По всем улицам, выходящим на площадь, туда устремился по-праздничному нарядный народ; топча первый снег, они сходились к высокому крыльцу городской ратуши. Ратуша сияла ярко освещенными окнами, город Стокгольм давал банкет в честь короля Кристьерна. Едва приглашенные встали из-за столов и зал освободился, туда хлынула молодежь, которая давно уже теснилась за дверью, дожидаясь своего часа. Начинались танцы.
И вот заиграла музыка. Аксель первым вышел на середину. Он самозабвенно проплясал целый час, без памяти отдаваясь перипетиям танца, не заботясь о том, кто их с ним разделяет. Почувствовав жажду, он спустился вниз и по пути выглянул на улицу, там было темно, как в печной трубе, белый рой снежинок впорхнул в открытую дверь, словно стая мотыльков, летящая на свет. Аксель вышел на улицу и пустился по ним за несколько кварталов проведать расхворавшегося Миккеля. Миккель слег неделю тому назад, и, по всей видимости, дела его обстояли неважно.

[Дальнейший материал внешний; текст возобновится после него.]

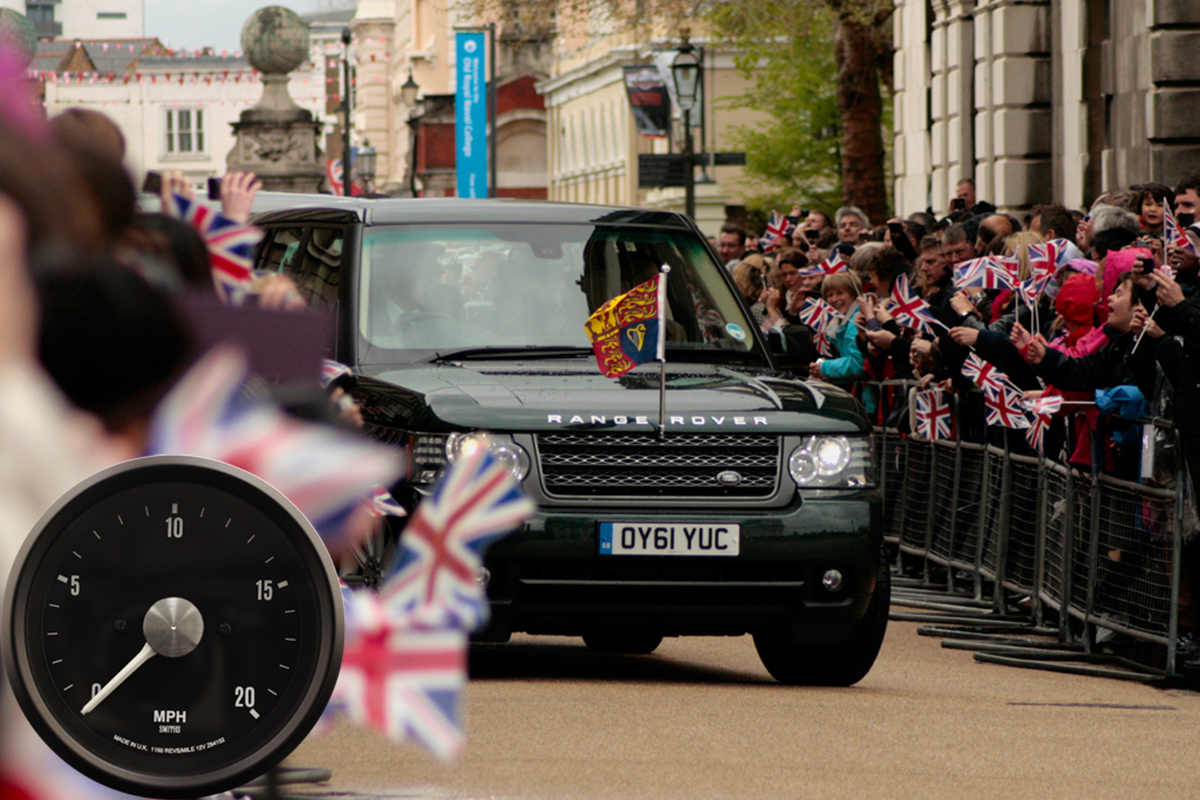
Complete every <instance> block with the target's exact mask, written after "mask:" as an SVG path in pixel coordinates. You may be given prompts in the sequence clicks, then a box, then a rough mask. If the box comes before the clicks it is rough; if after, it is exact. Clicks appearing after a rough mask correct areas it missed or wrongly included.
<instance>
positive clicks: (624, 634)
mask: <svg viewBox="0 0 1200 800" xmlns="http://www.w3.org/2000/svg"><path fill="white" fill-rule="evenodd" d="M583 644H586V645H588V650H592V651H594V652H620V654H625V655H631V656H644V655H649V654H652V652H654V651H655V650H656V649H658V646H659V645H660V644H662V636H661V634H660V633H652V632H648V631H590V632H588V633H584V634H583Z"/></svg>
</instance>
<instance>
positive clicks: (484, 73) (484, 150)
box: [455, 34, 487, 197]
mask: <svg viewBox="0 0 1200 800" xmlns="http://www.w3.org/2000/svg"><path fill="white" fill-rule="evenodd" d="M484 36H485V35H484V34H458V35H457V49H458V66H457V80H456V86H455V118H456V119H455V156H456V158H455V164H456V167H457V172H458V197H487V82H486V77H485V67H484V65H485V61H484Z"/></svg>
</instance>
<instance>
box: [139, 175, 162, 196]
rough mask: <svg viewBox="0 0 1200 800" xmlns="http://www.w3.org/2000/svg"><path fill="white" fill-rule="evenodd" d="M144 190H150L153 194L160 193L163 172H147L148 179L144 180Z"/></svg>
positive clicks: (143, 185)
mask: <svg viewBox="0 0 1200 800" xmlns="http://www.w3.org/2000/svg"><path fill="white" fill-rule="evenodd" d="M142 191H143V192H150V193H151V194H158V193H160V192H162V174H161V173H152V172H151V173H146V179H145V180H144V181H142Z"/></svg>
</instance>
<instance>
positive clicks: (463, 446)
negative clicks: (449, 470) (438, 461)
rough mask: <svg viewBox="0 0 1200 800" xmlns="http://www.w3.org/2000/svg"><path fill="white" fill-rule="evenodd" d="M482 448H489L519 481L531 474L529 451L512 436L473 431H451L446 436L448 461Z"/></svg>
mask: <svg viewBox="0 0 1200 800" xmlns="http://www.w3.org/2000/svg"><path fill="white" fill-rule="evenodd" d="M480 449H484V450H487V451H488V452H491V453H492V457H493V458H494V459H496V461H498V462H499V463H500V464H502V465H503V467H504V468H505V469H508V470H509V473H511V474H512V477H515V479H516V480H518V481H523V480H524V479H526V475H528V474H529V453H527V452H526V450H524V447H522V446H521V445H518V444H517V443H515V441H512V439H511V438H510V437H505V435H502V434H494V433H486V432H484V431H472V432H470V433H451V434H450V435H449V437H446V461H449V462H450V463H451V464H452V463H454V462H456V461H457V459H460V458H462V457H463V456H467V455H469V453H474V452H478V451H479V450H480Z"/></svg>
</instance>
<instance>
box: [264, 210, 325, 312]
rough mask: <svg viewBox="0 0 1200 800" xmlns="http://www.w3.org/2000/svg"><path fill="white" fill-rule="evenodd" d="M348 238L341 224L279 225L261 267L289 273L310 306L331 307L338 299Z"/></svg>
mask: <svg viewBox="0 0 1200 800" xmlns="http://www.w3.org/2000/svg"><path fill="white" fill-rule="evenodd" d="M344 240H346V231H344V230H343V229H341V228H311V229H308V230H307V231H305V230H304V229H302V228H278V229H276V230H275V231H274V233H272V234H271V236H270V239H269V242H268V245H266V247H265V251H264V255H263V258H262V260H260V261H259V269H264V270H269V271H275V272H282V273H283V275H287V276H288V277H289V278H292V279H293V281H295V284H296V288H298V289H299V290H300V295H301V296H302V297H304V299H305V300H307V301H308V305H310V306H312V307H313V308H330V307H332V306H334V303H336V302H337V284H338V282H340V279H341V266H342V246H343V242H344Z"/></svg>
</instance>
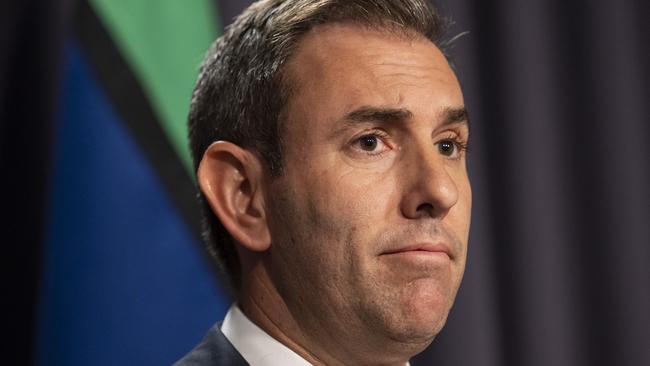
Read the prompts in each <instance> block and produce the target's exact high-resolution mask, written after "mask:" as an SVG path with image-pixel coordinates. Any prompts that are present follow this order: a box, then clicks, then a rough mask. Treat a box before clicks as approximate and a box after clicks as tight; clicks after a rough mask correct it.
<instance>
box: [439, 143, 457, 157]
mask: <svg viewBox="0 0 650 366" xmlns="http://www.w3.org/2000/svg"><path fill="white" fill-rule="evenodd" d="M438 151H440V153H441V154H442V155H445V156H452V155H454V152H455V151H456V143H455V142H454V141H451V140H444V141H440V142H439V143H438Z"/></svg>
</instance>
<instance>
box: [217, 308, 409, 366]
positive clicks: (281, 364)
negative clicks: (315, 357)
mask: <svg viewBox="0 0 650 366" xmlns="http://www.w3.org/2000/svg"><path fill="white" fill-rule="evenodd" d="M221 332H222V333H223V334H224V335H225V336H226V338H228V340H229V341H230V343H231V344H232V345H233V346H234V347H235V349H236V350H237V352H239V354H241V355H242V357H243V358H244V359H245V360H246V362H248V363H249V364H250V365H251V366H277V365H284V366H311V364H310V363H309V362H307V361H306V360H305V359H304V358H302V357H300V356H299V355H298V354H297V353H295V352H294V351H292V350H291V349H290V348H289V347H287V346H285V345H284V344H282V343H280V342H278V341H277V340H276V339H275V338H273V337H271V336H270V335H269V334H268V333H266V332H265V331H264V330H262V328H260V327H258V326H257V325H255V323H253V322H252V321H250V319H248V317H247V316H246V315H244V313H243V312H242V311H241V309H240V308H239V306H238V305H237V303H234V304H232V306H230V309H229V310H228V313H227V314H226V317H225V318H224V320H223V324H221ZM409 365H410V364H409V363H408V362H407V363H406V366H409Z"/></svg>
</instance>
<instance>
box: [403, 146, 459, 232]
mask: <svg viewBox="0 0 650 366" xmlns="http://www.w3.org/2000/svg"><path fill="white" fill-rule="evenodd" d="M412 161H413V163H412V164H409V165H408V167H407V169H406V170H407V171H406V172H404V173H405V174H404V175H403V179H405V180H406V182H404V183H405V184H404V187H405V192H404V196H403V198H402V203H401V210H402V214H403V215H404V216H405V217H407V218H409V219H420V218H427V217H430V218H444V217H445V216H446V215H447V213H448V212H449V210H450V209H451V208H452V207H453V206H454V205H455V204H456V202H457V201H458V194H459V193H458V187H457V185H456V182H455V181H454V179H453V177H452V176H451V175H450V174H449V171H448V167H447V166H446V164H447V162H445V158H444V157H442V156H441V155H436V154H435V153H434V152H429V153H426V154H418V155H417V156H413V157H412Z"/></svg>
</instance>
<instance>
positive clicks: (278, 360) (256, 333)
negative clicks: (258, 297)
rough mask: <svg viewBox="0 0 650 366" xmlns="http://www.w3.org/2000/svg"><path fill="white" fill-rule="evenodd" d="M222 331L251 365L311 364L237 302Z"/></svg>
mask: <svg viewBox="0 0 650 366" xmlns="http://www.w3.org/2000/svg"><path fill="white" fill-rule="evenodd" d="M221 332H222V333H223V334H224V335H225V336H226V338H228V340H229V341H230V343H232V345H233V346H234V347H235V349H236V350H237V351H238V352H239V353H240V354H241V355H242V357H244V359H245V360H246V362H248V363H249V364H250V365H251V366H277V365H286V366H311V364H310V363H309V362H307V361H306V360H305V359H304V358H302V357H300V356H299V355H298V354H297V353H295V352H294V351H292V350H291V349H290V348H289V347H287V346H285V345H284V344H282V343H280V342H278V341H277V340H276V339H275V338H273V337H271V336H270V335H268V333H266V332H265V331H263V330H262V329H261V328H260V327H258V326H257V325H255V323H253V322H252V321H250V319H248V318H247V317H246V315H244V313H243V312H242V311H241V309H239V306H237V304H233V305H232V306H231V307H230V310H228V313H227V314H226V317H225V319H224V320H223V324H222V325H221Z"/></svg>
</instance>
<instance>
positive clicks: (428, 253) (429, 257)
mask: <svg viewBox="0 0 650 366" xmlns="http://www.w3.org/2000/svg"><path fill="white" fill-rule="evenodd" d="M385 255H388V256H398V257H405V258H409V257H413V258H414V259H415V258H418V259H420V258H421V259H428V258H430V259H432V260H434V259H435V260H450V259H451V258H449V255H448V254H447V253H445V252H432V251H428V250H407V251H403V252H395V253H387V254H385Z"/></svg>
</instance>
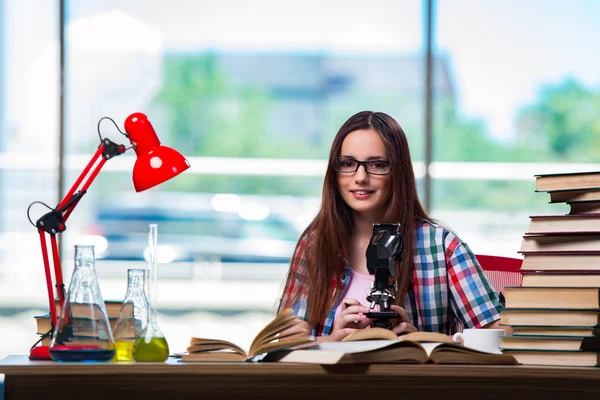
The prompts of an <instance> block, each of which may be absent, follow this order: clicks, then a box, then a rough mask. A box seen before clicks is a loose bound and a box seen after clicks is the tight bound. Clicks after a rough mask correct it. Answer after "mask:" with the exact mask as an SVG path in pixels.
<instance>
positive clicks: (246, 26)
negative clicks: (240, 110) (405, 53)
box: [71, 0, 600, 141]
mask: <svg viewBox="0 0 600 400" xmlns="http://www.w3.org/2000/svg"><path fill="white" fill-rule="evenodd" d="M172 3H173V4H174V5H176V7H170V8H169V9H168V11H165V10H164V7H161V4H163V3H162V2H161V1H160V0H144V1H142V0H129V1H121V0H105V1H103V2H101V3H99V2H78V1H73V2H72V7H71V13H72V16H73V17H75V16H80V17H81V16H86V15H93V14H95V13H98V11H99V7H101V9H103V10H106V9H111V8H113V9H120V10H122V11H124V12H126V13H129V14H130V15H132V16H134V17H138V18H140V20H142V21H145V22H146V23H148V24H149V25H151V26H153V27H155V28H157V29H158V30H159V31H161V32H162V33H163V35H164V45H165V48H167V49H178V50H195V49H203V48H217V49H226V50H243V51H257V50H258V51H264V50H270V51H314V50H317V51H323V50H324V51H335V52H353V53H363V54H364V53H367V54H368V53H370V52H401V53H403V52H406V53H419V52H421V53H422V52H423V49H424V44H423V26H424V11H423V7H424V4H425V2H424V1H422V0H372V1H369V4H368V6H367V5H366V4H365V3H364V2H348V1H345V0H328V1H322V0H305V1H302V2H295V3H292V2H280V1H278V0H254V1H251V2H248V1H238V0H203V1H195V0H173V1H172ZM142 4H143V5H144V7H143V8H141V7H140V6H141V5H142ZM435 4H436V7H435V11H434V12H435V18H434V20H435V23H436V24H435V34H436V37H435V49H436V51H438V52H439V53H440V54H442V55H444V56H445V57H447V59H448V60H449V62H450V66H451V75H452V76H453V77H454V80H455V83H456V88H457V95H458V104H459V109H460V111H461V112H462V113H463V115H464V116H466V117H469V118H476V119H482V120H484V121H485V123H486V126H487V129H488V132H489V133H490V134H491V135H492V136H493V137H495V138H497V139H498V140H501V141H502V140H504V141H510V139H511V138H512V137H513V136H514V119H515V115H516V110H517V109H518V108H519V107H520V106H523V105H526V104H530V103H531V102H533V101H535V99H536V96H537V94H538V92H539V89H540V88H541V87H542V86H543V85H549V84H555V83H557V82H560V81H562V80H564V79H565V77H567V76H572V77H574V78H576V79H577V80H578V81H580V82H582V83H584V84H586V85H588V86H590V87H593V88H595V89H597V90H599V89H600V74H599V73H598V71H599V69H600V68H599V67H600V23H598V21H600V1H598V0H544V1H541V0H496V1H481V0H437V1H435ZM140 10H142V11H140ZM165 12H168V14H169V18H164V13H165Z"/></svg>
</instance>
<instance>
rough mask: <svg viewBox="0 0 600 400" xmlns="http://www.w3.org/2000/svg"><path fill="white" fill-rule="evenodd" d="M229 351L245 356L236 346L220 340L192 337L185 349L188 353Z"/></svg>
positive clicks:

В захудалой гостинице, где поселился Миккель, Аксель встретил компанию ландскнехтов, занятую выпивкой. Поздоровавшись с ними, Аксель прошел мимо, в глубину помещения, откуда был вход в комнатушку, где лежал больной Миккель. Там было темно и душно от застоявшегося воздуха. У Миккеля был жар; слабым, горячечным голосом он осведомился, кто там пришел, Аксель зажег свечу и пожал потную руку Миккеля.
— Ну, как дела?
Миккель представлял неутешительное зрелище. Лицо его было покрыто красными пятнами, по лбу струился пот, он так исхудал, что страшно было смотреть. От неодолимой усталости он еле приоткрыл веки, и тут же они снова закрылись, глаза у него были воспаленные и мутные.